Christine Lagarde, shown right in this 2010 photo, replaced Dominique Strauss-Kahn as managing director of the International Monetary Fund.
NEW YORK (CNNMoney) -- Christine Lagarde, recently chosen as the new managing director of the International Monetary Fund, said that employment will be her key focus, even more than the fiscal deficits that have swamped the world economy.
"We cannot be only driven by the hope to reduce fiscal deficits," she said Wednesday in Washington, where the IMF is based. "The issue of employment is a critical one."
Lagarde, a former French finance minister who attended school in the United States during the early 1970s, was named to a five-year term as the new managing director of the IMF on June 28. She is the first woman to lead the organization.
The appearance was her first since assuming her new role on Tuesday.
Her predecessor, Dominique Strauss-Kahn, stepped down while incarcerated in a New York City jail, after his arrest on charges of sexual violence.
Lagarde praised the work of her predecessor, without discussing the details of his case. A former lawyer, she urged the media to respect the presumption of innocence.
From her new position, Lagarde said the IMF is "facing a landscape that is in a better shape than it was two years ago," but that the world faces an "uneven recovery." In contrast to the past, she said that emerging markets with strong growth are leading the recovery, while developed markets are experiencing slower growth.
She said the IMF has scheduled a meeting for Friday regarding Greece, which recently won Eurozone approval for the fifth and final tranche of its $156 bailout. She would not reveal details of the upcoming meeting, except to say that the "ultimate purpose that we all pursue" is "to restore the competitiveness" of Greece.

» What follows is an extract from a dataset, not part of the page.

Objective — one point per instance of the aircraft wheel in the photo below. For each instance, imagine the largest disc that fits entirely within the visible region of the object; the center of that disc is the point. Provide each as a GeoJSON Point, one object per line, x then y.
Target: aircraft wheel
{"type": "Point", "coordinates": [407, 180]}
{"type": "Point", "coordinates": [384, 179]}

She vowed not be biased toward her native France and dismissed any notions that she might not be qualified for the job.
"The truth of the pudding is in the eating, as you say, and we'll see how we manage," she said.
Lagarde will be paid about $550,000 per year in total compensation.
Strauss-Kahn quit the IMF in May after he was accused of sex crimes against a hotel chambermaid in New York City. His legal situation improved last Friday, when prosecutors announced that the alleged victim had not been truthful about certain aspects of the case, though they haven't dropped the charges.
Strauss-Kahn has also been accused of attemped rape several years ago in his native France. A lawyer for Strauss-Kahn said he has filed a counter-claim against the writer who made the claim earlier this week.